Remote Vaults and Homebase Vaults.
StillPoint works offline by default, but grows with you when you want sync, shared access, or a zero-trust storage model. Remote Vaults and Homebase Vaults are two paths to that future.
Pick the vault model that matches your workflow.
Remote Vaults
A live server-backed vault with user management. Great for teams, shared spaces, and centralized administration. Think of it like a collaborative vault hosted on infrastructure you control.
Homebase Vaults
A personal-first sync model with encrypted blobs on the server and keys kept local. Built for multi-device continuity without giving up privacy.
Both feel local
StillPoint keeps the same interface, the same flow, and the same speed. The mode changes the sync and security model, not the way you think.
When to use Remote Vaults
Remote Vaults are best when multiple people need to work in the same vault, or when your organization wants central control over access and storage.
Team collaboration
Shared notes, shared structure, and a single source of truth.
Admin control
Admins manage users, roles, and write permissions.
Infrastructure-owned
Host it on your own servers or keep it local to your network.
When to use Homebase Vaults
Homebase is built for personal continuity across devices. It gives you sync and backups without handing your plaintext to a server.
Think of Homebase like a Git model for notes: each device keeps a full local copy, works independently, then pushes and pulls changes through the Homebase server with eventual consistency.
Private by design
Encrypted blobs live on the server; your passphrase stays local.
Multi-device flow
Use StillPoint on your laptop, desktop, or travel machine.
Offline first
Work anywhere, sync later, keep full local performance.
Different threat models, both intentional.
Remote Vaults
Access is controlled with user roles and permissions. The server stores the vault content directly and enforces authentication on every request. Best for shared environments where the server is trusted and access is managed.
Homebase Vaults
The server stores encrypted blobs and metadata. The encryption passphrase stays on your device, so the server cannot read plaintext. Tokens authenticate access, but do not reveal your content.
Practical takeaway
Remote Vaults optimize for collaboration and administration. Homebase optimizes for privacy and personal control. Choose the model that matches the trust boundary you need.

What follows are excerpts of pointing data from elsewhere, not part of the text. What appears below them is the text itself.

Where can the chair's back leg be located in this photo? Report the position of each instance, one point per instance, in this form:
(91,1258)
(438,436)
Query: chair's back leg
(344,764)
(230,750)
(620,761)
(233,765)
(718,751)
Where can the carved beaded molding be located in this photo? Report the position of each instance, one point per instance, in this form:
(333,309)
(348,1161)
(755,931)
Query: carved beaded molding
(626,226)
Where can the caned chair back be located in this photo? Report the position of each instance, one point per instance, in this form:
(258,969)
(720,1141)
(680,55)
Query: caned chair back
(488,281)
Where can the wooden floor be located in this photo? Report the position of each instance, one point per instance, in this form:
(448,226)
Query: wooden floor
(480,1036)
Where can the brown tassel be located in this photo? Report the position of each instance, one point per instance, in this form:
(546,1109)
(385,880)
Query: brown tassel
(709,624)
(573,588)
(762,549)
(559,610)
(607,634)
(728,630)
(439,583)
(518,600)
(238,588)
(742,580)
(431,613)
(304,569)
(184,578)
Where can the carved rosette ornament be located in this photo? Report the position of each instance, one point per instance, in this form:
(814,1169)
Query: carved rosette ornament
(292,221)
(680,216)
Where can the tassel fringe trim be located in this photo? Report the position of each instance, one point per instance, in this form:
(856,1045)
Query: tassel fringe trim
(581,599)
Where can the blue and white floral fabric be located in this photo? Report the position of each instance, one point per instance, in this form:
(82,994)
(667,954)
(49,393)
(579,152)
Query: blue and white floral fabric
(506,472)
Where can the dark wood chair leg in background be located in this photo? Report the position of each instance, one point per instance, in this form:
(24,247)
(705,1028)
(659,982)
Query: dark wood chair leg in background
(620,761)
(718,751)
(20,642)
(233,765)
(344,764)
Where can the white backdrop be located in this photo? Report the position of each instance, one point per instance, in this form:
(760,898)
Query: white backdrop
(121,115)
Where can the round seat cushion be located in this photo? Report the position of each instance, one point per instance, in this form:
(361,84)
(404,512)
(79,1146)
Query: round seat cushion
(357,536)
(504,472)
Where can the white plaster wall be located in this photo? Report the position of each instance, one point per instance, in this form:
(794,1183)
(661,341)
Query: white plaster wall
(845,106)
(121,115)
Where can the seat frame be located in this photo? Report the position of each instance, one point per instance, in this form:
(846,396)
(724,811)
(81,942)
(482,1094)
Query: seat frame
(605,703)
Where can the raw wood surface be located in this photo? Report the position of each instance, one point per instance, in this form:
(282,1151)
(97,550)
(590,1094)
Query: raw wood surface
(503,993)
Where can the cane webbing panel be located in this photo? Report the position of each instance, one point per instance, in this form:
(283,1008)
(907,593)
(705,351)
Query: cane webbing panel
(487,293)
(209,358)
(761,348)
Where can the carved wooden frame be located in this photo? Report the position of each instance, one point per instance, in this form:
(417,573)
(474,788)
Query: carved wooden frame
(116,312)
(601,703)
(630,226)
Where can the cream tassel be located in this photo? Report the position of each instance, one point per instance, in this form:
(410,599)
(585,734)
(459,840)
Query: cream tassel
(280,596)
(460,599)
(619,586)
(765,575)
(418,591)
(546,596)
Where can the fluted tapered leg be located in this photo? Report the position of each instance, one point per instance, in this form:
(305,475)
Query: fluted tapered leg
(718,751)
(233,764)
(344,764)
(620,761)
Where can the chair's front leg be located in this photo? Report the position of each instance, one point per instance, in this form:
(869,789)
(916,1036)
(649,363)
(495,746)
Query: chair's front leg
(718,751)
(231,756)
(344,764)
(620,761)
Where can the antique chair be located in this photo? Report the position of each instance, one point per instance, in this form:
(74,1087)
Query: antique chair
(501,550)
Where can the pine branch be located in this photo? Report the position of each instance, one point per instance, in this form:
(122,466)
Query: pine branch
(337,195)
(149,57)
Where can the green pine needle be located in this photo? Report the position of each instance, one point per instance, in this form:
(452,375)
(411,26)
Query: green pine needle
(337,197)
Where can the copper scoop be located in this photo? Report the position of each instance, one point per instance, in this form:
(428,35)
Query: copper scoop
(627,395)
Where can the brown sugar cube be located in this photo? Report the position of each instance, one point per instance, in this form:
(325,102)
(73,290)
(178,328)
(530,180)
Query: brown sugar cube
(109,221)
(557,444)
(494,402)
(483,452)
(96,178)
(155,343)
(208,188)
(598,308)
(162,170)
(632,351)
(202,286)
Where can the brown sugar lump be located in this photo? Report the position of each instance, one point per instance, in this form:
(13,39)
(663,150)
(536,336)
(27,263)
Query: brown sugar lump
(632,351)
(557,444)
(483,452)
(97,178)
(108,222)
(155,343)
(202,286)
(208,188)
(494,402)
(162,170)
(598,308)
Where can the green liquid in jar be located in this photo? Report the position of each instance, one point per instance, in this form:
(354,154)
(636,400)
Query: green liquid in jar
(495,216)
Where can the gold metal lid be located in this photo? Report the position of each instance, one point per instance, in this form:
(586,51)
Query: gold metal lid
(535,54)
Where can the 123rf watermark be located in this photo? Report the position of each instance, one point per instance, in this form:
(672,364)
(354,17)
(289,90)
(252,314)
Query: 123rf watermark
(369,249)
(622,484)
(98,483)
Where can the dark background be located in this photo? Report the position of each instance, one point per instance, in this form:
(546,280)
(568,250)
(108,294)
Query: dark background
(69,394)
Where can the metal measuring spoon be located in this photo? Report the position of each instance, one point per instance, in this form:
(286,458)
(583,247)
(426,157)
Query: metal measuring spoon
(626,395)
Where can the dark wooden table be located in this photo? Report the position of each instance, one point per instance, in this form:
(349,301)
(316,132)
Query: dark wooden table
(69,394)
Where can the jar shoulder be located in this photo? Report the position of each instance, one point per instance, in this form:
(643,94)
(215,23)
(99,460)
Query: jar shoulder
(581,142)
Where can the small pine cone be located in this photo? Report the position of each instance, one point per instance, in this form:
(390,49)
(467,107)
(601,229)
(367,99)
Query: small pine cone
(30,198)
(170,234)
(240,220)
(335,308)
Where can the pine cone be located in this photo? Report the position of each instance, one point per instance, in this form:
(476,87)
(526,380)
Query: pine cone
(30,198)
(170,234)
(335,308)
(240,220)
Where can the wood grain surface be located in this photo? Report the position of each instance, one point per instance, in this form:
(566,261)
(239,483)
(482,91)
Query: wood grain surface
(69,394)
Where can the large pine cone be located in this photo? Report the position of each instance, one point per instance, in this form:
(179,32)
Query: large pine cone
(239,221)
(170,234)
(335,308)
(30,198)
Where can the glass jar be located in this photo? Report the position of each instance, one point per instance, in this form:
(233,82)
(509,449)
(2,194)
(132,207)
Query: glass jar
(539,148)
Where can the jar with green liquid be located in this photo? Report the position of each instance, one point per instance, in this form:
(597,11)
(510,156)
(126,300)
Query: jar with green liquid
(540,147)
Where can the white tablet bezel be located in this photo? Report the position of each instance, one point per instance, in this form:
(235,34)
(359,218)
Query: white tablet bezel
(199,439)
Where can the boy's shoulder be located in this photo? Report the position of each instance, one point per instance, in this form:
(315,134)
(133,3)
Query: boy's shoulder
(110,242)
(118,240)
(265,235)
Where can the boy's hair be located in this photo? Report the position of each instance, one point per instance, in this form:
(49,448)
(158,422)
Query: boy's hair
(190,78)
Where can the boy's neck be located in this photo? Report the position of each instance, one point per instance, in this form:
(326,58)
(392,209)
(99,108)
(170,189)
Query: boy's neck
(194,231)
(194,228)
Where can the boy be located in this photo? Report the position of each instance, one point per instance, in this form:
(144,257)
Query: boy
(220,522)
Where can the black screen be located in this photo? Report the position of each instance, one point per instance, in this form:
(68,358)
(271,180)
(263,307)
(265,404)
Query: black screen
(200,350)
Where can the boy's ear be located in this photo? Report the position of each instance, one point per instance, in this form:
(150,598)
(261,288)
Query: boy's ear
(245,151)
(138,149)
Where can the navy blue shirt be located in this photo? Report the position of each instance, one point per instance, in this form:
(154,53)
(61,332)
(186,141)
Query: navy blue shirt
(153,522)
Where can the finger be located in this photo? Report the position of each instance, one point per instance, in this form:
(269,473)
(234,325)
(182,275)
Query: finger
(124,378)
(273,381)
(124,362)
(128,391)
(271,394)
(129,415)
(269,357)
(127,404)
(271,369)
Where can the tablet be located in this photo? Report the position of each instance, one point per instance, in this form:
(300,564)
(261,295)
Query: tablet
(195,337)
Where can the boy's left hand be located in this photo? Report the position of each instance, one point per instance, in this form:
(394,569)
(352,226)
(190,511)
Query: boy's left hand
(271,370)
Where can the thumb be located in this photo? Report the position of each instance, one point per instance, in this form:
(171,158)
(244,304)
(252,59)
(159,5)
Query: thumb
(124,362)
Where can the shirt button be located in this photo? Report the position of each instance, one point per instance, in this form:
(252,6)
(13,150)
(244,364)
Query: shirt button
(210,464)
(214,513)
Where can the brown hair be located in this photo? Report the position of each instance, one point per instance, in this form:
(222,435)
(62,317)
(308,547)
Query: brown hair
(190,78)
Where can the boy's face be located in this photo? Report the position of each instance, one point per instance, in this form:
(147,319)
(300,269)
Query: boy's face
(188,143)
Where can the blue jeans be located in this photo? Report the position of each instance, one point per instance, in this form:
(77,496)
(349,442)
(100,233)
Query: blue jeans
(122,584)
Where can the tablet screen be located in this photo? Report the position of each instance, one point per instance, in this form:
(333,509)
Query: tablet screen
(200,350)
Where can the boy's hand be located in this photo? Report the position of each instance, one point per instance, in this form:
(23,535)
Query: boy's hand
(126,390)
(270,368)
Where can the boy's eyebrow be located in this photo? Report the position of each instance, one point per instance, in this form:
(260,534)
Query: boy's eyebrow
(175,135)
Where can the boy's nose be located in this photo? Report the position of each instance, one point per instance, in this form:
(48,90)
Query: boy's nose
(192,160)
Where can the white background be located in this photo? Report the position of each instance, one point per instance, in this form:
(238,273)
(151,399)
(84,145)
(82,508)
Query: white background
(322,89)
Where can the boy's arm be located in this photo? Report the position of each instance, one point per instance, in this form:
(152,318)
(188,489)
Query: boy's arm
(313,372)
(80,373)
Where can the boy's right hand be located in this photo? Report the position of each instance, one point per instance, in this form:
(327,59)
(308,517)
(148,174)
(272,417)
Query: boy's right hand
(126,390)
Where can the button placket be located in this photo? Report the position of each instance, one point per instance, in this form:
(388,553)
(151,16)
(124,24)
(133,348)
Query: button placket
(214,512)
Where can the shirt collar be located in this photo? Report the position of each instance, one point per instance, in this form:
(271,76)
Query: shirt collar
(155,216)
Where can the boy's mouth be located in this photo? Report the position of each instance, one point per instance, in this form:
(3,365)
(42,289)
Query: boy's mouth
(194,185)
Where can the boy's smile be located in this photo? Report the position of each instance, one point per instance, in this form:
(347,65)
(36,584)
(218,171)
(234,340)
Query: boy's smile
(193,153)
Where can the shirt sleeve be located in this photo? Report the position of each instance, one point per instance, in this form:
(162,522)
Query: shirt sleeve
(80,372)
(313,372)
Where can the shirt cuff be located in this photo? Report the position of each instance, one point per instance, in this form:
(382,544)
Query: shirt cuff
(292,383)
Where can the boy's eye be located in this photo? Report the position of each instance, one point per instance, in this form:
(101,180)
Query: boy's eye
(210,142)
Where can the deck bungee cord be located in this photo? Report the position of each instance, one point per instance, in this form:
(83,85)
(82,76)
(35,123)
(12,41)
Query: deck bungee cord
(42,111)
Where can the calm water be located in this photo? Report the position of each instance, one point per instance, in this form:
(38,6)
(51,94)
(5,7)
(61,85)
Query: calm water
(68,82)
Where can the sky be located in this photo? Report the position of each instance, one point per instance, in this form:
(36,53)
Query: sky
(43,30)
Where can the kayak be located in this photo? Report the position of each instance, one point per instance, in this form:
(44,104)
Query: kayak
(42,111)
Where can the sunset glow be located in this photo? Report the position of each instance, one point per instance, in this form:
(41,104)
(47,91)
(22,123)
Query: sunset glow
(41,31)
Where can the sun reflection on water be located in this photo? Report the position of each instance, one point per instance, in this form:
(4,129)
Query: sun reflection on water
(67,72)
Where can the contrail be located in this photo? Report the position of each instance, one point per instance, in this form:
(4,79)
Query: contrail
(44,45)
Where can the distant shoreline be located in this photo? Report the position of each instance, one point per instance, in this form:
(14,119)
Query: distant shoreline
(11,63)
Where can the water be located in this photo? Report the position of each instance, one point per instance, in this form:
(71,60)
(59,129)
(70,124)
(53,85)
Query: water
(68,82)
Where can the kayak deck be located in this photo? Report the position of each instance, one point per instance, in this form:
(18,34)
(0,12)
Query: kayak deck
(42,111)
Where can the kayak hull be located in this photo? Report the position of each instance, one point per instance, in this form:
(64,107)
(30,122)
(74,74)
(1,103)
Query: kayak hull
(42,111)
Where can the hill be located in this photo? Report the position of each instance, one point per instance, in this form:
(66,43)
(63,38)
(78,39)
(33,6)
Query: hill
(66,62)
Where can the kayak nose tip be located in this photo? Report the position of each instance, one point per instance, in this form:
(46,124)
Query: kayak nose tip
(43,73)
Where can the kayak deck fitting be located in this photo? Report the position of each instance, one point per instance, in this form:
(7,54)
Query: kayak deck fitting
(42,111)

Remote Vaults vs Homebase Vaults
| Feature | Remote Vaults | Homebase Vaults |
|---|---|---|
| Best for | Teams, shared workspaces, central admin | Personal or small-team sync across devices |
| Permissions | Admins, read, read+write per user | Admin roles, local-first control |
| Security model | Server-enforced auth and access control | Client-side encryption, server stores encrypted blobs |
| Offline use | Designed for connected use | Fully offline, syncs when available |
| Sync model | Live server-first pull/push | Git-like local-first push/pull with eventual consistency |
| Setup | Connect to a remote server and vault | Pair devices with Homebase and a passphrase |
| Why choose it | Collaboration, governance, shared structure | Privacy-first sync with zero-trust storage |
If you're unsure, start local.
You can begin with a local vault and move to Remote or Homebase later. StillPoint keeps your notes in plain files, so the path forward is always open.